For the realization of class C (CC-C) devices, an extension of the hardware with time synchronization with the Precision Time Protocol (PTP) and the functionalities of bandwidth reservation is required. For class D (CC-D) devices, the hardware must support the required functionalities of Time-Sensitive Networking (TSN) according to IEEE standards.

The method of implementation depends on the design and performance of the device and the expected quantities. The alternatives are

- Development in-house or with a service provider
- Use of ready-made building blocks or individual design
- Execution in fixed design ASIC, reconfigurable in FPGA technology, as plug-in module or as software component.

== History ==
At the general meeting of the Profibus user organisation in 2000, the first concrete discussions for a successor to Profibus based on Ethernet took place. Just one year later, the first specification of Component Based Automation (CBA) was published and presented at the Hanover Fair. In 2002, the Profinet CBA became part of the international standard IEC 61158 / IEC 61784-1.

A Profinet CBA system consists of different automation components. One component comprises all mechanical, electrical and information technology variables. The component may have been created with the usual programming tools. To describe a component, a Profinet Component Description (PCD) file is created in XML. A planning tool loads these descriptions and allows the logical connections between the individual components to be created to implement a plant.

The basic idea behind Profinet CBA was that in many cases it is possible to divide an entire automation system into autonomously operating - and thus manageable - subsystems. The structure and functionality may well be found in several plants in identical or slightly modified form. Such so-called Profinet components are normally controlled by a manageable number of input signals. Within the component, a control program written by the user executes the required functionality and sends the corresponding output signals to another controller. The communication of a component-based system is planned instead of programmed. Communication with Profinet CBA was suitable for bus cycle times of approx. 50 to 100 ms.

Individual systems show how these concepts can be successfully implemented in the application. However, Profinet CBA does not find the expected acceptance in the market and will no longer be listed in the IEC 61784-1 standard from the 4th edition of 2014.

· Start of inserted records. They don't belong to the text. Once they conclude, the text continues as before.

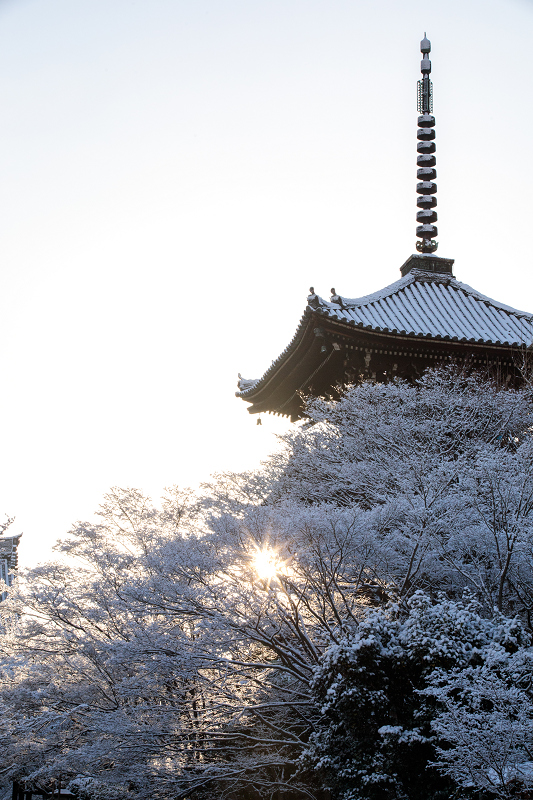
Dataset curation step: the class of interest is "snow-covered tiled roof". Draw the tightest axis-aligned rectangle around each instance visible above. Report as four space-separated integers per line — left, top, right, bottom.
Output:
236 269 533 399
317 270 533 346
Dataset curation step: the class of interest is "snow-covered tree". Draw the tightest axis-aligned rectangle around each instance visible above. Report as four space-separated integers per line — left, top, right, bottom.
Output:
302 593 533 800
0 368 533 800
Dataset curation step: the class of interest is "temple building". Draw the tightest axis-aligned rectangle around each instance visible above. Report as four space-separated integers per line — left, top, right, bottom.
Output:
0 533 22 600
236 35 533 420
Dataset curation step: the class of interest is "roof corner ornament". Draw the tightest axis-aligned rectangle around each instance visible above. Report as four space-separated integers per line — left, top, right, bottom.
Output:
307 286 321 308
329 289 344 308
416 33 438 254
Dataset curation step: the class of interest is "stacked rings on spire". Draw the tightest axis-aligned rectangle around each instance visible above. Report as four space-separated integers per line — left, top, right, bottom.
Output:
416 35 438 253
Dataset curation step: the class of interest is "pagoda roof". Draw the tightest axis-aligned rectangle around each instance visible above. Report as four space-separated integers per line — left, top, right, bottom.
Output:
236 268 533 410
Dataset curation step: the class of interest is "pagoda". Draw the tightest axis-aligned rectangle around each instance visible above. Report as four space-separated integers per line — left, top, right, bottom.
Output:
236 34 533 420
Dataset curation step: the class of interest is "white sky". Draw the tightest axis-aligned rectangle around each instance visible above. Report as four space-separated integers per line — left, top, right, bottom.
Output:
0 0 533 565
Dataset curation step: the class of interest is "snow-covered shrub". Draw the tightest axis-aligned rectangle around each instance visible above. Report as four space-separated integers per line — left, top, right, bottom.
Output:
0 369 533 800
302 593 533 800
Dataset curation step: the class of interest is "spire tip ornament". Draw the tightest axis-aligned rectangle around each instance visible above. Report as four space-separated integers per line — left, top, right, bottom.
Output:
416 32 438 254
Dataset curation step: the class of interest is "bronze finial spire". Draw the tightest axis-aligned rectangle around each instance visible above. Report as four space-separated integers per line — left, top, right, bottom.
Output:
416 33 438 253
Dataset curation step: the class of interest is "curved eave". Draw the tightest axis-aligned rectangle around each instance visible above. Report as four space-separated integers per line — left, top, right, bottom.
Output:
235 304 531 416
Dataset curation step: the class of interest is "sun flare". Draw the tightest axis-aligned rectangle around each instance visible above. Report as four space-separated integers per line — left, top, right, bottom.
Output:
253 547 279 581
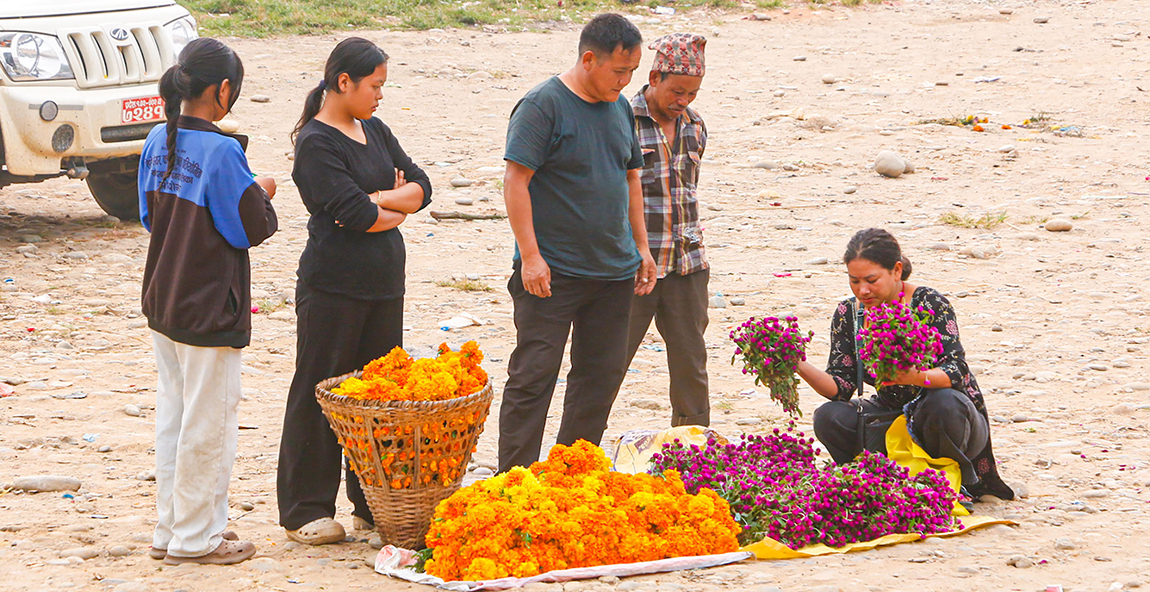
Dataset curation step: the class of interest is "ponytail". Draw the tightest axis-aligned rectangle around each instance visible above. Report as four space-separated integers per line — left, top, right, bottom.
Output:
160 37 244 186
291 37 388 144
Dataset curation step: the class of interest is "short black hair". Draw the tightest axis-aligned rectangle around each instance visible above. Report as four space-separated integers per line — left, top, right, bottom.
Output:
578 13 643 57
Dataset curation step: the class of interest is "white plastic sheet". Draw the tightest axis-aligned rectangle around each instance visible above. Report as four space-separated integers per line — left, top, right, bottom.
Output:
375 545 754 592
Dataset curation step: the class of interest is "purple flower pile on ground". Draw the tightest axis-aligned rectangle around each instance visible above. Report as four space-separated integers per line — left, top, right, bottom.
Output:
858 294 942 384
730 316 814 416
650 429 960 548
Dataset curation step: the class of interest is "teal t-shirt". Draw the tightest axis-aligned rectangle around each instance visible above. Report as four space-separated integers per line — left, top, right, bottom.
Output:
504 76 643 280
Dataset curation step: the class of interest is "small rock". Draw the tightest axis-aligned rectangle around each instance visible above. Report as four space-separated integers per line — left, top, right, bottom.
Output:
58 547 100 560
1045 218 1074 232
12 475 81 493
243 558 288 574
874 151 906 178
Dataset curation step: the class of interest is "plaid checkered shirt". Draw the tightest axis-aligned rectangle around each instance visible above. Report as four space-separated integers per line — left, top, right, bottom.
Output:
631 85 710 278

In 2003 the first specification of Profinet IO (IO = Input Output) was published. The application interface of the Profibus DP (DP = Decentralized Periphery), which was successful on the market, was adopted and supplemented with current protocols from the Internet. In the following year, the extension with isochronous transmission follows, which makes Profinet IO suitable for motion control applications. Profisafe is adapted so that it can also be used via Profinet. With the clear commitment of AIDA to Profinet in 2004, acceptance in the market is given. In 2006 Profinet IO becomes part of the international standard IEC 61158 / IEC 61784-2.

In 2007, according to the neutral count, 1 million Profinet devices have already been installed, in the following year this number doubles to 2 million. By 2019, a total of 26 million devices sold by the various manufacturers are reported.

In 2019, the specification for Profinet was completed with Time-Sensitive Networking (TSN), thus introducing the CC-D conformance class.